Extraribosomal l13a is a specific innate immune factor for antiviral defense.

UNLABELLED

We report a novel extraribosomal innate immune function of mammalian ribosomal protein L13a, whereby it acts as an antiviral agent. We found that L13a is released from the 60S ribosomal subunit in response to infection by respiratory syncytial virus (RSV), an RNA virus of the Pneumovirus genus and a serious lung pathogen. Unexpectedly, the growth of RSV was highly enhanced in L13a-knocked-down cells of various lineages as well as in L13a knockout macrophages from mice. In all L13a-deficient cells tested, translation of RSV matrix (M) protein was specifically stimulated, as judged by a greater abundance of M protein and greater association of the M mRNA with polyribosomes, while general translation was unaffected. In silico RNA folding analysis and translational reporter assays revealed a putative hairpin in the 3'untranslated region (UTR) of M mRNA with significant structural similarity to the cellular GAIT (gamma-activated inhibitor of translation) RNA hairpin, previously shown to be responsible for assembling a large, L13a-containing ribonucleoprotein complex that promoted translational silencing in gamma interferon (IFN-γ)-activated myeloid cells. However, RNA-protein interaction studies revealed that this complex, which we named VAIT (respiratory syncytial virus-activated inhibitor of translation) is functionally different from the GAIT complex.
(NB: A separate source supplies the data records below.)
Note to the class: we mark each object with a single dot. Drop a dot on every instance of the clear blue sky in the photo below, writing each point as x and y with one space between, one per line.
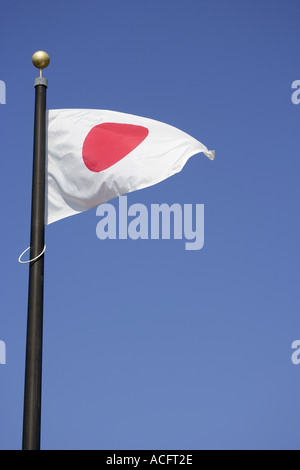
147 345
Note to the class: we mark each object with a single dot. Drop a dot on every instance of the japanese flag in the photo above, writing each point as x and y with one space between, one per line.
94 156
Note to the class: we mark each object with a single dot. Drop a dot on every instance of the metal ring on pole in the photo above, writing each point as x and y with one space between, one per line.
31 260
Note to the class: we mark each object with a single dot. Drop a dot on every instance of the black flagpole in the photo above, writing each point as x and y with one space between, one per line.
33 365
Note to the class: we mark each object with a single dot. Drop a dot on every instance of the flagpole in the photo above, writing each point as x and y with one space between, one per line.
33 364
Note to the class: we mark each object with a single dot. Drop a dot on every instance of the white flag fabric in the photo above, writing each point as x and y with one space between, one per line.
94 156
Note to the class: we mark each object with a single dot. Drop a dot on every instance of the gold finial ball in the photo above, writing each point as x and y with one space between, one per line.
40 59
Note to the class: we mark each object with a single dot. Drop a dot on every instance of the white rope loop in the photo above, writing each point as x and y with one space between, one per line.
31 260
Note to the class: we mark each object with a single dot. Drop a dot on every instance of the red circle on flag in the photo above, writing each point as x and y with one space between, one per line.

VAIT is the first report of an extraribosomal L13a-mediated, IFN-γ-independent innate antiviral complex triggered in response to virus infection. We provide a model in which the VAIT complex strongly hinders RSV replication by inhibiting the translation of the rate-limiting viral M protein, which is a new paradigm in antiviral defense.

IMPORTANCE

The innate immune mechanisms of host cells are diverse in nature and act as a broad-spectrum cellular defense against viruses. Here, we report a novel innate immune mechanism functioning against respiratory syncytial virus (RSV), in which the cellular ribosomal protein L13a is released from the large ribosomal subunit soon after infection and inhibits the translation of a specific viral mRNA, namely, that of the matrix protein M. Regarding its mechanism, we show that the recognition of a specific secondary structure in the 3' untranslated region of the M mRNA leads to translational arrest of the mRNA. We also show that the level of M protein in the infected cell is rate limiting for viral morphogenesis, providing a rationale for L13a to target the M mRNA for suppression of RSV growth. Translational silencing of a viral mRNA by a deployed ribosomal protein is a new paradigm in innate immunity.